Saturday, November 27, 2010

Perjalanan Menuju Merapi

SEPUTAR KITA


Suatu kehormatan bagi kami diutus mewakili Gereja Krispen guna mengunjungi korban Gunung Merapi. Selama 5 hari, 4 malam saya (Ruth), Bapak Paulus, Memy dan Diyan harus meninggalkan sejenak keluarga kami & seabreg kegiatan rutin masing-masing.

Perjalanan kami dimulai pada hari Sabtu, 13 November pagi pada pukul 05.30 WIB. Dengan membawa sumbangan kebutuhan untuk para pengungsi seperti: susu bagi ibu hamil dan anak, sabun mandi, shampo, sarden, biskuit serta dana untuk perbaikan pasca meletusnya Gunung Merapi. Setelah hampir 10 jam, kami akhirnya tiba di Salatiga, salah satu tempat pangkalan relawan. Di kota ini kami bergabung dengan Gereja IFGF GISI yang sudah mendirikan beberapa posko untuk korban Merapi. Koordinator kami adalah Bapak Timotius Tri, salah seorang hamba Tuhan di sana yang memiliki hati misi yang besar. Beliau membekali kami dan mengatakan bahwa fokus mereka adalah pemulihan trauma terhadap anak-anak kecil, tetapi kami juga diminta aktif bergerak untuk melayani para pengungsi dewasa.

Setelah beristirahat sejenak, menjelang petang kami berangkat menuju tempat pengungsi yang berada di posko Boyolali. Para pengungsi yang berjumlah 400 orang ditampung di sekolah SMA 1 Negeri. Disana kami bergabung dengan tim Salatiga dan tim Jakarta.

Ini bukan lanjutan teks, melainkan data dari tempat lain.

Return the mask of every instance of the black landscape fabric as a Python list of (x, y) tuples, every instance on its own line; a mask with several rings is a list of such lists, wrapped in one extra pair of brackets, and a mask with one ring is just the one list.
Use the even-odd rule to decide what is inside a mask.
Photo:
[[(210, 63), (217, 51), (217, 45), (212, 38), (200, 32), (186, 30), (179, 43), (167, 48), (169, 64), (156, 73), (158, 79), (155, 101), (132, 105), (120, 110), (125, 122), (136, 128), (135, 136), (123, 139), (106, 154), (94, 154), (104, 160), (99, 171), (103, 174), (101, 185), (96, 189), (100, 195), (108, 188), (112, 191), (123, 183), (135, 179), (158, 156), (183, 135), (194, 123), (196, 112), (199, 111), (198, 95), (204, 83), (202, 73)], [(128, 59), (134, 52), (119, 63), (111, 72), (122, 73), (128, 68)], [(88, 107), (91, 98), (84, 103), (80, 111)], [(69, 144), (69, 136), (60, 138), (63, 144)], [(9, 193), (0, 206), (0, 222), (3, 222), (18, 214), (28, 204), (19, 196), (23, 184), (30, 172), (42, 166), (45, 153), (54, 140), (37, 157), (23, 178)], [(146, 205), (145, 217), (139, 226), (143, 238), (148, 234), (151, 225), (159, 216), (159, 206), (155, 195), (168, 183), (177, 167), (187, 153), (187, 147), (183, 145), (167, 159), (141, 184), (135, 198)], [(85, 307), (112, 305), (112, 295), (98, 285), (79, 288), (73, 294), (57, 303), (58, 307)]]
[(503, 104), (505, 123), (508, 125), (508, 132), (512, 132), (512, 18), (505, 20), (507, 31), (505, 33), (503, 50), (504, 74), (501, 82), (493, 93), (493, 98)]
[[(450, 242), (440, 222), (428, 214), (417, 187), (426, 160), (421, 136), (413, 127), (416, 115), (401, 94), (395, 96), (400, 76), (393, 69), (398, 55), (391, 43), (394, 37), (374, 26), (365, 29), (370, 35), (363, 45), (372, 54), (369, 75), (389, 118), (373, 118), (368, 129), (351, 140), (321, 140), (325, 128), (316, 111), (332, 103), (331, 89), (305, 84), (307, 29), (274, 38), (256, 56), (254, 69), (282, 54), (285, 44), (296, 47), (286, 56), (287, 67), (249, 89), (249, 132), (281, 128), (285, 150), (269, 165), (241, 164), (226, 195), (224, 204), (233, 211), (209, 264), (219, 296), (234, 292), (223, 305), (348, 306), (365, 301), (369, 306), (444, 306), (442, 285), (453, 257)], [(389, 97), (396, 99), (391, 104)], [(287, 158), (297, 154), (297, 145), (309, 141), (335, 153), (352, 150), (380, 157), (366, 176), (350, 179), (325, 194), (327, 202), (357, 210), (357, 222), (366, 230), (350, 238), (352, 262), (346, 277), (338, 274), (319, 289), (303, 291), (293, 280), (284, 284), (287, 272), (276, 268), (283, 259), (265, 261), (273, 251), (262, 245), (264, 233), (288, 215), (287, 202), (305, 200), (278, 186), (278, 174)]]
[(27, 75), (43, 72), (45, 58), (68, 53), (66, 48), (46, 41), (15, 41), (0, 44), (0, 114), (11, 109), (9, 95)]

Kegiatan yang kami lakukan antara lain mengajak anak-anak menggambar, bermain, menonton film bersama. Selain itu, kami menghibur orang-orang dewasa dengan bernyanyi. Kami juga banyak mendengar curhat para pengungsi yang rata-rata bingung dengan apa yang harus mereka lakukan setelah bencana Merapi ini usai, karena sumber penghasilan mereka yaitu tanaman di sawah dan ladang hancur semua, ternak banyak yang mati dan rumah mereka rusak dihembus “Wedhus Gembel”. Mereka membutuhkan waktu setidaknya 4 bulan untuk bisa bercocok tanam kembali serta membutuhkan biaya yang tidak sedikit untuk memberi makan ternak (karena rumput pakan ternak harus dibeli).

Hari Senin, kami kembali ke Salatiga karena sudah banyak dari para pengungsi yang pulang ke rumahnya.

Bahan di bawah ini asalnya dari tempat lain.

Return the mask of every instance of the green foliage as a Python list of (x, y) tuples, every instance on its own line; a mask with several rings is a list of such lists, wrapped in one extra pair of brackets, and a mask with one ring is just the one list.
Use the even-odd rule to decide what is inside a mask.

Hari Selasa, kami bersama Bapak Timotius Tri pergi ke desa Rogobelah, yang berjarak 4-5 km dari puncak Merapi. Di desa ini, ada sekitar 80 kepala keluarga, dimana kami melihat pemandangan yang sangat memprihatinkan. Tidak ada satupun tanaman yang masih hidup, semuanya putih terkena debu. Rumah para warga juga tertutup debu tebal yang mencapai 40 cm. Saat itu langit mendung dan hujan gerimis sehingga kami harus segera kembali ke pos pangkalan. Karena jika hujan bertambah deras, maka jalanan yang tertutup debu akan menjadi licin dan cukup membahayakan bagi kami bepergian menggunakan mobil.

Setelah dari desa Rogobelah kemudian kami pergi ke posko logistik di Blabak Muntilan, dan disitu ada sekitar 1600 orang pengungsi. Kota Muntilan adalah kota yang mengalami kerusakan yang cukup parah juga karena banyak lumpur dari debu di sepanjang jalan tersebut sehingga kami harus berjalan hati-hati.

Hari Rabu kami kembali pulang ke Surabaya. Suatu pengalaman yang sangat berkesan bagi kami berempat karena kami diingatkan Tuhan untuk tetap memiliki hati bagi jiwa-jiwa. Tubuh kami memang capek karena perjalanan jauh, kami juga tidak bisa tidur sebab harus tidur di dalam mobil dan tenda. Tetapi kami puas bisa berbagi kasih dengan orang yang menderita. (Ruth Salmah, Pengawas Area Family).